In addition, according to section 290, local authorities cannot even borrow money for their projects without first applying to and getting approval from the Minister. If they want to invest any extra money in shares on the stock market, in bonds, debentures or other financial instruments, they must seek the Minister’s consent. If a local authority wants to appoint or fire auditors, it must seek approval from the Minister. In terms of section 304, the Minister has broad powers to demand reports, records of any proceedings, statistics, and any documents that he desires from the council. All this points to a Minister who has significant control and interference in the running of councils. The MDC Alliance might have electoral power in urban councils, but financial and administrative power is in the hands of ZANU PF, through the Minister of Local Government and Public Works and he makes use of this power to constantly remind councillors where power lies.
Regarding water, all the Constitution places a duty on the government to ensure citizens have clean water, the government habitually shifts the blame to the council for failing to provide this service. The Permanent Secretary for Information and Publicity, Nick Mangwana blatantly lied when he claimed Harare City Council owned lakes that supply water to the city. Mangwana does not know the laws relating to water, because the body that has rights over those water bodies is the Zimbabwe National Water Authority (ZINWA). Mangwana also claimed that Harare City Council owed debts to Chemplex Corporation, which supplies chemicals for cleaning water. He omitted the fact that government departments and parastatals are some of the largest debtors owing the council unpaid bills.
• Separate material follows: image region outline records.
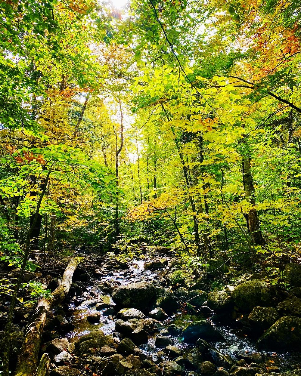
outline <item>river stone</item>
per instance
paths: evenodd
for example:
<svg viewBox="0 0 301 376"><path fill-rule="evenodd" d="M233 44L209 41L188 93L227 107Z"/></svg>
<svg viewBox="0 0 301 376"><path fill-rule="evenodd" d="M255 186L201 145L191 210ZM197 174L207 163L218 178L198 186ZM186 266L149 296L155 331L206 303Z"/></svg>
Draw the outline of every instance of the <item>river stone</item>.
<svg viewBox="0 0 301 376"><path fill-rule="evenodd" d="M182 355L182 350L176 346L169 345L167 346L163 350L167 356L168 359L174 359Z"/></svg>
<svg viewBox="0 0 301 376"><path fill-rule="evenodd" d="M101 348L103 346L110 346L114 343L113 338L110 336L105 335L102 331L93 331L81 337L74 343L75 352L78 356L81 356L86 354L91 347Z"/></svg>
<svg viewBox="0 0 301 376"><path fill-rule="evenodd" d="M273 324L257 342L261 348L298 351L301 349L301 318L284 316Z"/></svg>
<svg viewBox="0 0 301 376"><path fill-rule="evenodd" d="M301 299L292 298L280 302L277 305L277 309L282 315L301 316Z"/></svg>
<svg viewBox="0 0 301 376"><path fill-rule="evenodd" d="M155 339L155 344L158 347L163 347L172 343L172 340L167 335L158 335Z"/></svg>
<svg viewBox="0 0 301 376"><path fill-rule="evenodd" d="M227 311L233 306L231 296L224 290L209 293L207 300L209 308L217 312Z"/></svg>
<svg viewBox="0 0 301 376"><path fill-rule="evenodd" d="M116 317L125 321L131 318L145 318L145 315L143 312L134 308L125 308L121 309L116 315Z"/></svg>
<svg viewBox="0 0 301 376"><path fill-rule="evenodd" d="M156 320L159 320L160 321L163 321L166 318L168 317L167 314L160 307L157 307L151 311L148 315L150 317L152 318L155 318Z"/></svg>
<svg viewBox="0 0 301 376"><path fill-rule="evenodd" d="M183 337L189 343L194 343L199 338L206 341L224 341L224 338L213 325L206 320L192 323L183 331Z"/></svg>
<svg viewBox="0 0 301 376"><path fill-rule="evenodd" d="M230 374L233 376L255 376L255 374L262 374L263 373L263 370L259 367L240 367L234 365L230 370Z"/></svg>
<svg viewBox="0 0 301 376"><path fill-rule="evenodd" d="M118 287L113 291L112 299L119 306L143 309L149 306L154 295L152 284L138 282Z"/></svg>
<svg viewBox="0 0 301 376"><path fill-rule="evenodd" d="M68 365L60 365L50 372L50 376L79 376L80 371Z"/></svg>
<svg viewBox="0 0 301 376"><path fill-rule="evenodd" d="M272 307L254 307L248 318L250 323L260 331L268 329L279 318L277 309Z"/></svg>
<svg viewBox="0 0 301 376"><path fill-rule="evenodd" d="M235 288L231 295L234 304L242 312L250 312L254 307L268 306L276 297L273 287L265 281L246 281Z"/></svg>
<svg viewBox="0 0 301 376"><path fill-rule="evenodd" d="M301 265L290 262L285 266L284 277L287 282L293 287L301 286Z"/></svg>
<svg viewBox="0 0 301 376"><path fill-rule="evenodd" d="M211 362L206 361L203 362L200 367L200 373L204 376L213 375L216 371L216 367Z"/></svg>
<svg viewBox="0 0 301 376"><path fill-rule="evenodd" d="M155 305L164 309L169 314L173 313L178 309L178 301L170 289L155 287Z"/></svg>
<svg viewBox="0 0 301 376"><path fill-rule="evenodd" d="M124 338L118 344L117 351L122 355L132 354L135 349L135 344L129 338Z"/></svg>
<svg viewBox="0 0 301 376"><path fill-rule="evenodd" d="M168 261L167 261L167 264ZM158 269L161 269L164 267L164 264L160 261L151 261L149 262L145 262L144 268L146 270L153 270Z"/></svg>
He did not include the fact that Chemplex is owned by the government and the Minister of Local Government is the one who directs councils to buy from Chemplex, even if there are cheaper alternatives.
City councils have to rely on a limited supply of forex, which is still largely controlled by the government. Over the years, councils had to join the queue of those seeking forex. If the central government wanted councils to look bad, especially towards elections, it simply starved them of the much-needed forex to buy the necessary chemicals. As it is, cities are so poor that they must rely on donations of de-commissioned Fire Service vehicles and equipment from other countries. Harare is struggling to bring 4 Fire Service vehicles from the United Kingdom. However, when the government wants new vehicles for Ministers and senior public officers, or when the local authorities want new vehicles for their senior management, the funds are readily available. It is because of tragic lack of leadership that Zimbabwe’s political elites all have fleets of imported high-cost vehicles, but the capital city has dysfunctional fire and ambulance services.
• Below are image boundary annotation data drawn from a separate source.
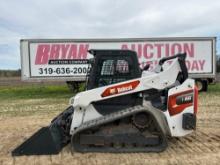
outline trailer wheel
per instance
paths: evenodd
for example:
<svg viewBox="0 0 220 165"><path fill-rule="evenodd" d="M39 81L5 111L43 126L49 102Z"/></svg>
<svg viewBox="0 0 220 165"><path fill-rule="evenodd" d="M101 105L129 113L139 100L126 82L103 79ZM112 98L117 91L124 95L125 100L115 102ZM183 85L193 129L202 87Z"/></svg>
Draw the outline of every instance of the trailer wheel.
<svg viewBox="0 0 220 165"><path fill-rule="evenodd" d="M197 79L196 80L196 86L197 86L199 92L203 92L203 91L207 92L207 90L208 90L208 81Z"/></svg>

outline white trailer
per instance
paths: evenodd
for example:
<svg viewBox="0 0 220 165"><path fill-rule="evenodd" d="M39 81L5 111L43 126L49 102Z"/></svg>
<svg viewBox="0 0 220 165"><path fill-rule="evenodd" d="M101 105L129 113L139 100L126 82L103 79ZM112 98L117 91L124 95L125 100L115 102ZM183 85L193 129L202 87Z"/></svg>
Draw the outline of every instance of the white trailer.
<svg viewBox="0 0 220 165"><path fill-rule="evenodd" d="M140 66L147 63L151 69L162 57L186 52L189 75L200 90L207 90L216 76L216 37L22 39L20 46L24 81L66 81L77 87L89 70L89 49L134 50Z"/></svg>

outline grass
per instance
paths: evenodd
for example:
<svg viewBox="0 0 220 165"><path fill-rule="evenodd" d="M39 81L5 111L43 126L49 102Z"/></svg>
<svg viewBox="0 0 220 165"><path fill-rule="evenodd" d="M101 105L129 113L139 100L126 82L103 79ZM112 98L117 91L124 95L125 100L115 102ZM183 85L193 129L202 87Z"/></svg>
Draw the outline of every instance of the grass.
<svg viewBox="0 0 220 165"><path fill-rule="evenodd" d="M220 94L220 83L209 85L208 93ZM39 98L69 99L73 95L74 93L72 93L66 85L31 85L18 87L0 87L0 99L3 100Z"/></svg>
<svg viewBox="0 0 220 165"><path fill-rule="evenodd" d="M0 87L0 99L70 98L74 95L66 85L31 85Z"/></svg>

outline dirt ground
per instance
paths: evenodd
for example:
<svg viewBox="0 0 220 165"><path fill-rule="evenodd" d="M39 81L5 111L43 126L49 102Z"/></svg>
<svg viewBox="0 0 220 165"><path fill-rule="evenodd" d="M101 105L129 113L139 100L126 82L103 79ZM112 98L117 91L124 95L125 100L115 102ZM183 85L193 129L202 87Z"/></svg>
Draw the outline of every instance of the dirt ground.
<svg viewBox="0 0 220 165"><path fill-rule="evenodd" d="M0 165L58 164L220 164L220 95L199 97L197 130L184 138L169 140L161 153L71 153L12 157L11 151L65 109L65 99L0 100Z"/></svg>

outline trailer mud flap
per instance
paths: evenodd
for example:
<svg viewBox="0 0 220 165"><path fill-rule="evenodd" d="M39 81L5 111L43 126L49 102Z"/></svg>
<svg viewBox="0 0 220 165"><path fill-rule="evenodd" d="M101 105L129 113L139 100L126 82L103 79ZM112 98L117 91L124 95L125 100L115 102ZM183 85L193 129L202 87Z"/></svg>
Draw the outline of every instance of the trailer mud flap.
<svg viewBox="0 0 220 165"><path fill-rule="evenodd" d="M50 126L41 128L15 148L12 156L58 154L70 142L69 128L72 113L73 107L68 107L52 120Z"/></svg>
Like the central government, local authorities are weighed down by large and unsustainable wage bills. Harare City Council hit the headlines 5 years ago when it emerged that members of its senior management were earning astronomical wages in tens of thousands of dollars each month. This was part of a wider scandal of excessive wages across state-owned entities during the transition from the time when the Zimbabwe dollar became defunct to the era when the US dollar was adopted. Similar scandals were reported at PSMAS, the public sector health insurance scheme.
However, the wage bill has continued to be high in most cities. NewsHawks reports that in Bulawayo, council has spent 58% of total expenditure on wages from January to July 2020. Harare, the capital city has a similar problem. In all cases, the high wage bill stands in contrast to the poor service delivery in urban areas. Services such as the provision of clean water, waste disposal, and sanitation are in disarray. In the circumstances, it is impossible to justify the wage bill. It means the bulk of the revenue goes to pay wages instead of focusing on service delivery. Yet council’s ability to rationalise its labour force, including making decisions to retrench workers, is constrained by the Minister’s power to reverse its resolutions.
The abolition of the post of executive mayor in 2008 was another political strategy designed to dilute the authority of urban local authorities. Executive mayors had been introduced in 1995, at a time when ZANU PF had almost total control of local authorities. It was therefore comfortable to confer executive powers to mayors, who were ZANU PF members. However, the turn of the millennium brought winds of change in the form of the MDC which swept most seats in urban areas. This dominance was also reflected in local authorities.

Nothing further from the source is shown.